Sim, ponha-se mais dinheiro nas mãos dos consumidores norte-americanos e eles gastam-no, não se importando minimamente com as consequências a longo prazo da crescente dívida pública que lhe dá o dinheiro. Mas os consumidores alemães (e os holandeses também) preocupam-se e adaptam o comportamento das suas poupanças em conformidade. E apreciam mais uma cultura “orientada para a estabilidade” do que os americanos. Assim, as consequências de medidas fiscais de austeridade (ou expansão) podem ser muito diferentes no Norte da Europa e nos Estados Unidos.

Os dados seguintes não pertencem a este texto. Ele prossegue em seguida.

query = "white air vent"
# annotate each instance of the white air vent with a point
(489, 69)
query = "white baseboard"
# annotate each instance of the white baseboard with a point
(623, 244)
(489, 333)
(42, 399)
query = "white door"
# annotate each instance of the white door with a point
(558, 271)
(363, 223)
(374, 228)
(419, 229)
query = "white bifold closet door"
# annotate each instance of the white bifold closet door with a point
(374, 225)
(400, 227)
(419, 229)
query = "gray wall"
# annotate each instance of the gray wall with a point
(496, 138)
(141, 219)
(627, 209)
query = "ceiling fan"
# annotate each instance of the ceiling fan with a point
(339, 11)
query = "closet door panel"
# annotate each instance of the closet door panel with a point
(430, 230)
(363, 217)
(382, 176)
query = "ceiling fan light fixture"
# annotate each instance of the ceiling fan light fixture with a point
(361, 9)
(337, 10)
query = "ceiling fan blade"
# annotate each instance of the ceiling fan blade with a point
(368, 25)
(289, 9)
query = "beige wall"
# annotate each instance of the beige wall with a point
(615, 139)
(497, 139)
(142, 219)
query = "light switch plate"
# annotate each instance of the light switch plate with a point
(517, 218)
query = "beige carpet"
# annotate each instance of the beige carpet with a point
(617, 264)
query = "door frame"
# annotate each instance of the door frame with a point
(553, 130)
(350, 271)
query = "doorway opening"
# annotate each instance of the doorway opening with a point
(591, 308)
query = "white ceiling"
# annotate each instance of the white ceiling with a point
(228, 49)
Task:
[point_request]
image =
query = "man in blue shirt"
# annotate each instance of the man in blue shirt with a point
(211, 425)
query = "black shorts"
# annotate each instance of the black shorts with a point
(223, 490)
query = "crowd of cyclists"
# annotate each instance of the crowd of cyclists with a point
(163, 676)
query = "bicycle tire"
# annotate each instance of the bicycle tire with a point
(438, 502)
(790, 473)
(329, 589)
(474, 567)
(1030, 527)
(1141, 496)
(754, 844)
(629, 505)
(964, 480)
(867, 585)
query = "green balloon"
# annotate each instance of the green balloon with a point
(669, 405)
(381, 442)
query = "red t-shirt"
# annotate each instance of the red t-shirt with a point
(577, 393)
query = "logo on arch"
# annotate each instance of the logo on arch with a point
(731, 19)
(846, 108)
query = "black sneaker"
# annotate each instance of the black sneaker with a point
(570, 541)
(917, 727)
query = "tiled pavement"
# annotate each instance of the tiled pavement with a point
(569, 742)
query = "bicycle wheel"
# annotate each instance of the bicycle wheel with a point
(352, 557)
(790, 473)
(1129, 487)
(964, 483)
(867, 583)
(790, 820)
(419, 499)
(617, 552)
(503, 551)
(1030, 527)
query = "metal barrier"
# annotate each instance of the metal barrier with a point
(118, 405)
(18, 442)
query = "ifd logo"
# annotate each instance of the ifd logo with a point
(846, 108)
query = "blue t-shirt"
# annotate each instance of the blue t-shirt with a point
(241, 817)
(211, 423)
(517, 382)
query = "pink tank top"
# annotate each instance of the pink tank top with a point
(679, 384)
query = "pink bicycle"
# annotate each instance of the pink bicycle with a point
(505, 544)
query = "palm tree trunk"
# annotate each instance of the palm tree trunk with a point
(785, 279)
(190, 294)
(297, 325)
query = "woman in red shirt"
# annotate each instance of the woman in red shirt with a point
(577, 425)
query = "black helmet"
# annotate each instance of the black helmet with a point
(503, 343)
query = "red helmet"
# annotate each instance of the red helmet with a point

Análises de "tamanho único" não servem para as questões europeias

As análises “de tamanho único” de muitos economistas dos EUA não servem para nada, quando se trata de questões europeias. Por trás da nova austeridade alemã está a importante questão da liderança económica. Angela Merkel está em baixa nas sondagens alemãs, porque perdeu a iniciativa da liderança da Europa para os franceses, em matéria de apoios a falências e assistência de emergência.

Para recuperá-la, tem de incentivar os países do quarteto Grécia, Espanha, Portugal e Itália a cortar nos seus orçamentos e de forma convincente. Mas para ser digna de crédito nesta questão, tem de dar o exemplo. Como podem a Alemanha e a Holanda exigir cortes orçamentais drásticos a outros Estados-membros mais pobres, se não os fazem eles próprios?

Washington devia acolher a iniciativa com simpatia. Obama não quer que o problema europeu da dívida soberana se espalhe à América do Norte. Os Estados Unidos e os seus bancos são tão vulneráveis ao contágio como qualquer outro, talvez ainda mais. Em vez de dizer aos líderes europeus para abrandarem as iniciativas de austeridade, no mínimo o Presidente dos Estados Unidos devia medir as suas palavras.